Ia mengatakan Omnibus Law Cipta Kerja disusun untuk menjadi jawaban atas perubahan ekonomi yang semakin jelas dari tahun-ke tahun. Dinamika perubahan ekonomi digital, menurutnya, perlu respons yang cepat dan tepat untuk memagari pertarungan kompetisi global.
Indonesia, kata Ida, tidak mau kalah langkah, mati gaya terhadap perubahan ekonomi tersebut. Oleh karena itu Omnibus Law Cipta Kerja dibentuk.
"Indonesia tentu tidak mau kalah langkah, mati gaya, dan mati langkah ketika perubahan ekonomi secara global begitu dinamisnya.
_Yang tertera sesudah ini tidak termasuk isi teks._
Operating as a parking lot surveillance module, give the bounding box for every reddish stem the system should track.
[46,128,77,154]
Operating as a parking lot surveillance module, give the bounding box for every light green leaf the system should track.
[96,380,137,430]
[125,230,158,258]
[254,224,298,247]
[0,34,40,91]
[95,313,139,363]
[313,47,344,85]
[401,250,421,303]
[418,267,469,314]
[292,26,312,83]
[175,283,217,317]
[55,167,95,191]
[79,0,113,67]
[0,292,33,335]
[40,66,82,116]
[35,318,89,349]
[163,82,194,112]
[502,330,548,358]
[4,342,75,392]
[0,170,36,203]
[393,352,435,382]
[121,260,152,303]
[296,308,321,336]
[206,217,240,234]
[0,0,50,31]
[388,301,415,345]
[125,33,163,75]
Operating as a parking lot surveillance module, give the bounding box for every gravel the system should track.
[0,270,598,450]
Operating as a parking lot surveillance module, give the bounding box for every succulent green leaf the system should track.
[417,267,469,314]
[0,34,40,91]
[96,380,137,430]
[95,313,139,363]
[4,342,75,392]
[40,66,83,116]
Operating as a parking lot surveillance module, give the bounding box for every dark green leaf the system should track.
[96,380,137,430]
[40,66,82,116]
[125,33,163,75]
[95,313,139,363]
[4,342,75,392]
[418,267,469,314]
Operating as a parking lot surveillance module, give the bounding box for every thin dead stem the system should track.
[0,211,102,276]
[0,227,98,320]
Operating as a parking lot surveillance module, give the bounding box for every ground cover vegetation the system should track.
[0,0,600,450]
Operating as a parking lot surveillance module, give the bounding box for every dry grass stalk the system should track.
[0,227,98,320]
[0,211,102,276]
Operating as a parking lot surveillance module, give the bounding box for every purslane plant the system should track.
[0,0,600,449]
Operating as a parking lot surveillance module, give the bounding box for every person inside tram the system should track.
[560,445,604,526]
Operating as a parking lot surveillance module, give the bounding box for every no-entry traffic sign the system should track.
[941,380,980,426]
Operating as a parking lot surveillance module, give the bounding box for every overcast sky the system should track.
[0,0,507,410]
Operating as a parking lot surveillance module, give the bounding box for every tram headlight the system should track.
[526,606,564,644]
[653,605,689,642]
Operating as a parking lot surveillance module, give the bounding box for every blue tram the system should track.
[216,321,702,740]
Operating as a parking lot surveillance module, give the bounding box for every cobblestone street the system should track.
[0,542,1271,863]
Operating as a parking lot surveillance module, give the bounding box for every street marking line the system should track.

Pemerintah perlu melakukan reformasi struktural agar pertumbuhan ekonomi kita tidak stuck," kata Ida dalam Sosialisasi UU Cipta Kerja Klaster Ketenagakerjaan, Kamis, 8 Oktober 2020.
Ida juga menekankan, reformasi struktural merupakan upaya mendesain payung hukum yang bisa mengkover banyak aspek yang pada akhirnya diharapkan menciptakan kemajuan pertumbuhan ekonomi Tanah Air agar tidak diam di posisi lima persen.
"Dengan kenaikan pertumbuhan ekonomi itu maka kita harapkan terciptanya lapangan kerja yang lebih luas," ujarnya.
Terkait dengan penciptaan lapangan pekerjaan, Omnibus Law Cipta Kerja juga diharapkan dapat menjadi jawaban atas persoalan pengangguran di Indonesia yang masih cukup besar, serta mendorong produktivitas dan kompetensi sumber daya manusia (SDM) yang masih kalah dengan negara-negara kawasan ASEAN.
"Saya kira enggak ada pilihan bagi pemerintah, siapapun pemerintahnya untuk tidak melakukan langkah-langkah yang cepat dan tepat sehingga persoalan yang pengangguran itu bisa kita urai dengan cepat," pungkasnya.